After all that...
I battled with my credit card processor regarding PCI some type of testing they require every quarter to make sure no one can hack into our system and steal credit card data streams (we don't store card numbers)
The process to become compliant takes days with the processor and my IT guy. If you don't, they fine you $250/yr and I get the liability if there is a breech (seems pretty silly for a small company like mine).
During this process, they decided the VPN tunnel I've had for years and discussed here was a huge liability! So I had to ditch it in favor of an RDP whatever that is (not the acronym but the mechanics of it).
The RDP seems a bit faster and easier to connect.
However to protect the laptop while at an airport or hotel I have to RDP into my server and surf on the server desktop.
I'd be interested in your input on this development.
RDP is “remote desktop protocol,“ and they can’t be saying they want you to connect via RDP without having a VPN to encrypt the data flow.
We have a hardware-based VPN in order to get access to the network, then run work on an RDP session, connecting through the VPN.
The banks have simply figured out a way to make “security” a revenue stream. The “security” companies they hire to audit merchants, love them.
What they’re saying, is that they trust your office machine more than they trust your laptop that wanders networks.
As far as the RDP solution goes, it’s probably using the built in Microsoft encryption PLUS RDP. The RDP part is just Remote Desktop control of the office machine. It’s really the built in encryption of the RDP service that’s providing essentially the same security as a VPN for data in transit.

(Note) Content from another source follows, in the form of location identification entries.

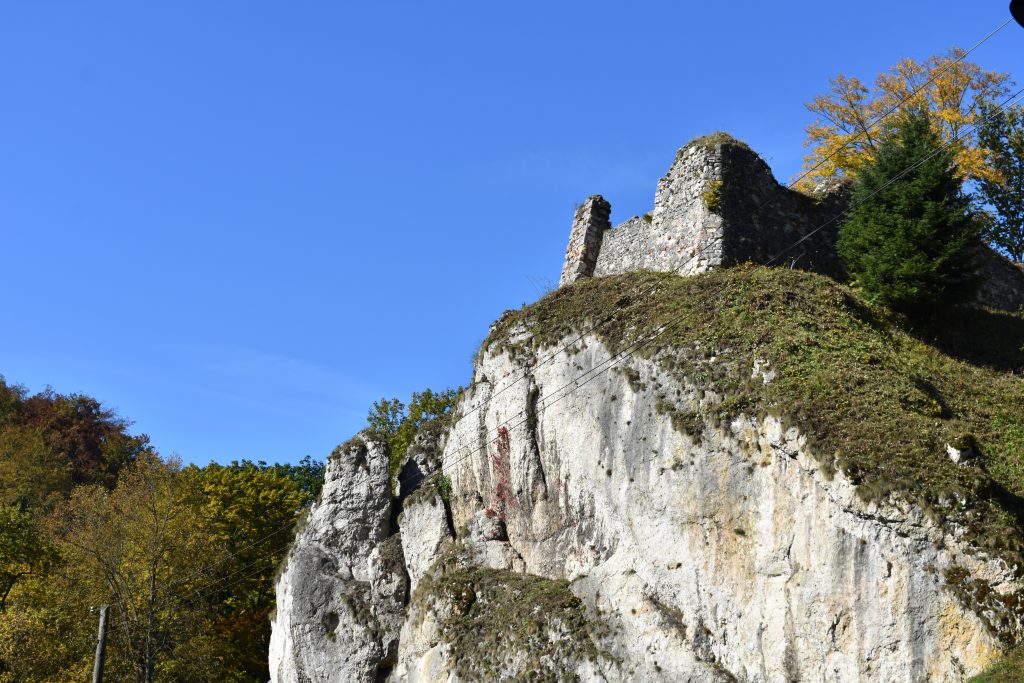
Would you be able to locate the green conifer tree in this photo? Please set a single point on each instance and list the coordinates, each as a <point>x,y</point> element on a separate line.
<point>910,237</point>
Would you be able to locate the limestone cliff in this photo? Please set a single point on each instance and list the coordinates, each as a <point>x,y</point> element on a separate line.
<point>745,475</point>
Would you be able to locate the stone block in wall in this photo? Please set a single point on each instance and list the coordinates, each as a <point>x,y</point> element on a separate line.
<point>589,224</point>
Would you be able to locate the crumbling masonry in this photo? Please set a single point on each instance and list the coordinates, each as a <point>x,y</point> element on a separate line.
<point>719,205</point>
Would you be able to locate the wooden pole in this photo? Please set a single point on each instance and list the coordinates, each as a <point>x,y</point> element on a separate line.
<point>97,667</point>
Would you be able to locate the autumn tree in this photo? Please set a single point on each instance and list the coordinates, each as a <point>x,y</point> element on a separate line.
<point>1000,132</point>
<point>250,509</point>
<point>143,548</point>
<point>49,442</point>
<point>909,238</point>
<point>853,118</point>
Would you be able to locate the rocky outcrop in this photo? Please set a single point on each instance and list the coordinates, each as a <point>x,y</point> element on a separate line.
<point>604,508</point>
<point>342,592</point>
<point>719,205</point>
<point>723,552</point>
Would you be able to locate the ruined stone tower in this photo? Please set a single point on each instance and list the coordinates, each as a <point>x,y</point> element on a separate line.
<point>719,205</point>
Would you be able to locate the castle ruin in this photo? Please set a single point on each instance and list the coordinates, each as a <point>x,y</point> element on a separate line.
<point>719,205</point>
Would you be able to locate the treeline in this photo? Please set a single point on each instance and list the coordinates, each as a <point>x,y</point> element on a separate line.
<point>976,133</point>
<point>185,556</point>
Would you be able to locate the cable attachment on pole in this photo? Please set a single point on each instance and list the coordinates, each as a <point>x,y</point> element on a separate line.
<point>97,667</point>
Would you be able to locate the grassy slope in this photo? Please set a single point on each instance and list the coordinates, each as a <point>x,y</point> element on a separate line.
<point>877,397</point>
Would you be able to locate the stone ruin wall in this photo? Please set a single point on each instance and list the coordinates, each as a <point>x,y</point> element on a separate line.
<point>719,205</point>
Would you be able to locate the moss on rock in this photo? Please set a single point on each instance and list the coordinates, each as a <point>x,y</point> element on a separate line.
<point>877,397</point>
<point>507,626</point>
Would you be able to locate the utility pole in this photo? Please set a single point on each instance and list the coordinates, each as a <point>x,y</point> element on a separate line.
<point>97,668</point>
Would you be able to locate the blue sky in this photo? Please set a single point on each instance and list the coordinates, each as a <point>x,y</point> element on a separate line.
<point>239,223</point>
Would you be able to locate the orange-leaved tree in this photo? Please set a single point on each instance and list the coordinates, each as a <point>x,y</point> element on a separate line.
<point>852,118</point>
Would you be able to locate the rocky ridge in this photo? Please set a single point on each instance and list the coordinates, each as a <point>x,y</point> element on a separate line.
<point>748,475</point>
<point>602,515</point>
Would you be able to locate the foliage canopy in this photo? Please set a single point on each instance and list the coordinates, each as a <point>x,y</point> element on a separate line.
<point>851,118</point>
<point>909,237</point>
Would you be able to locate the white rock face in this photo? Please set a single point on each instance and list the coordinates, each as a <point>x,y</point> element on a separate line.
<point>341,597</point>
<point>723,553</point>
<point>425,531</point>
<point>719,555</point>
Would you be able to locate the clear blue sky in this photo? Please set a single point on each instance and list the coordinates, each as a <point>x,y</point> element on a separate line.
<point>239,223</point>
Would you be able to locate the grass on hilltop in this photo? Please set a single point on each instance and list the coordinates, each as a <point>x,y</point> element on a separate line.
<point>878,397</point>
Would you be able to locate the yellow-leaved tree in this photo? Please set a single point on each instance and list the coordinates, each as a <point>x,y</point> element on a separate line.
<point>852,117</point>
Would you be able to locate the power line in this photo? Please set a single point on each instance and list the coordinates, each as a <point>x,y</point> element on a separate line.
<point>608,364</point>
<point>897,105</point>
<point>678,318</point>
<point>791,185</point>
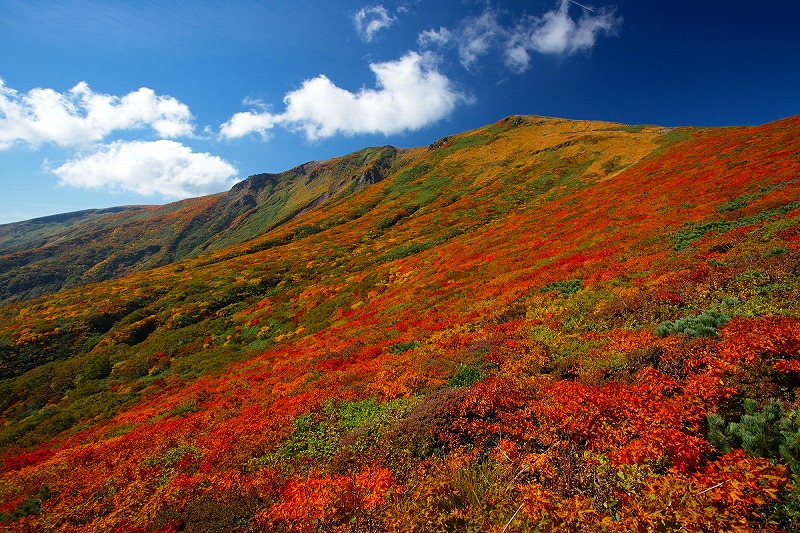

However, a full VPN opens up your entire office network to whatever nasties the laptop got when done wrong (no network isolation / limitations on what the laptop can access) and the RDP (if configured correctly) doesn’t.
Of course RDP also has file sharing and other things built in that have to be disabled for this to all apply.
PCI is a joke. But it’s the game we all have to play to process credit cards. Banks themselves don’t even implement it. They just require it of others. The internal practices of most banks would curl your toes. But they get to do as they please because they’re the ones eating the loss, ostensibly.
The super short version of the above is:
“Your laptop now connects only to a Remote Desktop session securely instead of connecting to your entire office network. We like that more.”
We did this differently. The accounting dept is completely isolated from the entire rest of the company. They bought software that processes their card transactions on a separate server from their main accounting server via secured tunnel between the two. Being on their network doesn’t give them any access at all to their server other than through the client software. They have no access to the database or anything else on that server. If they ask that server to process a payment it contacts the other server to do it. That second server lives at AWS and is completely separated from the other AWS resources also.
This meant they can have VPN access from whatever they want. They’re three completely blocked layers away from the card processor. Their VPN auth knows they work in accounting and still limits them to their little fully quarantined network. Even their file sharing and printers and WiFi VLAN are theirs.
I can think of ten ways to hack it. But it makes their PCI merchant auditor happy.
We have other things in place that add more security that their auditor doesn’t even care about. Even the admins can’t join their VLAN without all the senior admins knowing about it.